Frustration with terms aside, every Monday, Wednesday and Friday for 30 days I've been working out. I should confess upfront that the aesthetic goals of exercise are secondary to me, or at least I try mightily to ensure that I project that image. Muscles are sorta like my high school relationship with girls: They seem nice enough and other guys seem to have and want them. But mainly I feel a strong sense that I should want them. And besides I'm easily distracted, and it seems like a lot of work.

My free membership ending, I decided to go to another gym. This one is a chain, located just a few blocks from work in an old bank. From the outdated credit card receipt (the kind with the carbon paper) I learned that before corporate buyout the gym used to be called "The Vault." The only visual clue that remains to the buildings prior identity is the walk in vault that doubles as the Jacuzzi. It reminded me of the Willy Sutton line. When asked why he robbed banks, he replied: "That's where the money is." Apparently this is where the fitness is. It's fitting that the gym once served as a bank. While the commodity has changed from currency to appearance the implied security remains. The gym like a bank is in the business of offering security--offering reassurance that your goals are neither outlandish nor hedonistic. Instead the opposite is true, your goals are too limited. Don't you want more, wouldn't it be great to be bigger. Simply replace checking account for chest size and you get a fairly accurate sense of the selling points of a gym.

While both money and muscles are truly useful on their own, allowing you to clothe yourself and not be winded all the time, they are much more powerfully alluring in relation to others. Being able to bench press 350 pounds is great, but what if everyone could do that. It's not great intrinsically; it's great by comparison. Earning 3% interest is fine, but only if that's more than what the uninformed schlub earns. How much business would a gym get if the weight plates were labeled by color instead of number. What good is it to bench press 'purple'? It's the comparison, the metrics, the measurement and ultimately the commodification that makes these industries work. The ability to improve the self primarily in contrast to others. And this fact makes both gyms and banks incredible institutions. They are centers for the accumulation of external approval.
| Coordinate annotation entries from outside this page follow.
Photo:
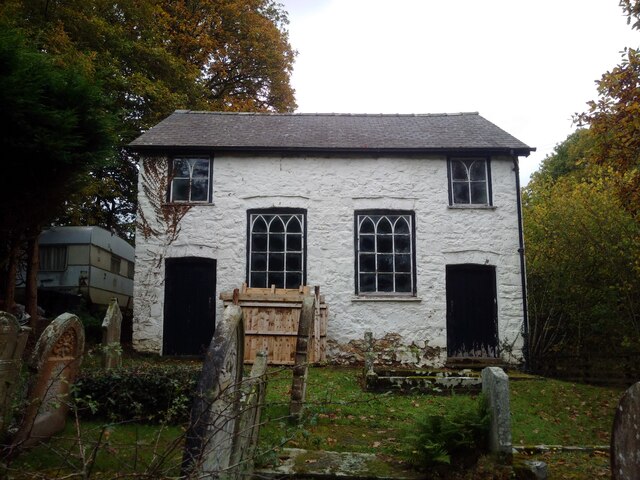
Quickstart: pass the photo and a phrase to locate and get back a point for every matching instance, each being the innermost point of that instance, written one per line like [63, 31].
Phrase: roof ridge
[326, 114]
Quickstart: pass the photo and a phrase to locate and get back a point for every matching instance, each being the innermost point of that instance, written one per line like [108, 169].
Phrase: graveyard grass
[339, 416]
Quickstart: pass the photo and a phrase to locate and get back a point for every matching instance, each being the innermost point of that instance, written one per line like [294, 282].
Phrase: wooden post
[316, 326]
[301, 368]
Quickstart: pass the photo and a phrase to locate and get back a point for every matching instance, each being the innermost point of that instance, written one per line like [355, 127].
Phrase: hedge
[147, 392]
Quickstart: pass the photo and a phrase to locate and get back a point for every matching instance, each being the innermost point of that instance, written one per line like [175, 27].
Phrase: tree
[583, 257]
[54, 129]
[614, 120]
[155, 56]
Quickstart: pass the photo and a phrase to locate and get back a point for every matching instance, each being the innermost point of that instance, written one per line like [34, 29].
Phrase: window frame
[488, 183]
[412, 231]
[276, 211]
[53, 265]
[171, 178]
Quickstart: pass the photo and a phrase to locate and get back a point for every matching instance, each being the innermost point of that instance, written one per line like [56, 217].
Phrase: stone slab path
[302, 464]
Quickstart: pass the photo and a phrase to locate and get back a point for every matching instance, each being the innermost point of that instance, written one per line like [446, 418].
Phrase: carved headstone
[625, 437]
[13, 339]
[301, 368]
[495, 386]
[254, 390]
[111, 352]
[55, 363]
[215, 412]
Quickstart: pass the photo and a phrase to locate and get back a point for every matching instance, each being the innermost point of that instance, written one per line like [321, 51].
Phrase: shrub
[458, 437]
[144, 392]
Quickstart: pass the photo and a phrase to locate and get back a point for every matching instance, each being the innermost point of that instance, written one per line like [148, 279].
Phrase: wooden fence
[271, 318]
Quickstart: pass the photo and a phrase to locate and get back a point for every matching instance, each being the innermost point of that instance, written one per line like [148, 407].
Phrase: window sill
[189, 204]
[471, 207]
[381, 298]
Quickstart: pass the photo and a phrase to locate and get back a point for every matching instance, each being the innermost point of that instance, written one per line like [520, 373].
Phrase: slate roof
[218, 131]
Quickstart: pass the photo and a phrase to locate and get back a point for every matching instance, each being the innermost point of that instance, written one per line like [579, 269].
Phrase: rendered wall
[330, 189]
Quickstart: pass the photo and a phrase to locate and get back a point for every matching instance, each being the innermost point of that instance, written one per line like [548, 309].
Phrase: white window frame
[468, 182]
[173, 178]
[393, 217]
[269, 217]
[53, 258]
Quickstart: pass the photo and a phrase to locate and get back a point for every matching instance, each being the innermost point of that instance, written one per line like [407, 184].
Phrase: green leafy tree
[155, 56]
[54, 129]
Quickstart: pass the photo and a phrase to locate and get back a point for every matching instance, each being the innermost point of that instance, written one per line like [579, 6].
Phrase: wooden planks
[271, 318]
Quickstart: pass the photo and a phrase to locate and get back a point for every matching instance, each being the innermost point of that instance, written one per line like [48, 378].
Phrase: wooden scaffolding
[271, 318]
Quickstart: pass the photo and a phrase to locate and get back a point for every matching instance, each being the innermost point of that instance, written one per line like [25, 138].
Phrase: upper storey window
[190, 180]
[469, 181]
Upon arrival at the gym, an affable and enormous man named Ariel greeted me (more like the Israeli prime minister than the mermaid, I assure you). A large man with a far too comfortable rapport and very large shoulders, he referred to me as "bud" or "chief" several times in the first few minutes of our relationship. I always find interactions like this awkward, when one party fails to recognize the truth--that our relationship is merely commercial. We don't know one another, and your sole reason for talking to me is to sell me a service that reinforces your life choices, and modern aesthetics. I get that and am ultimately fine with it, but the accompanying friendly banter feels forced and seems to imply that I'm seeking counsel from a trusted friend instead of clinical recommendations from a professional. I don't want Ariel to be my friend, my friends don't know jack about fitness. I want a professional, and just as I don't call my doctor "chief" I don't want a jocular relationship with a trainer.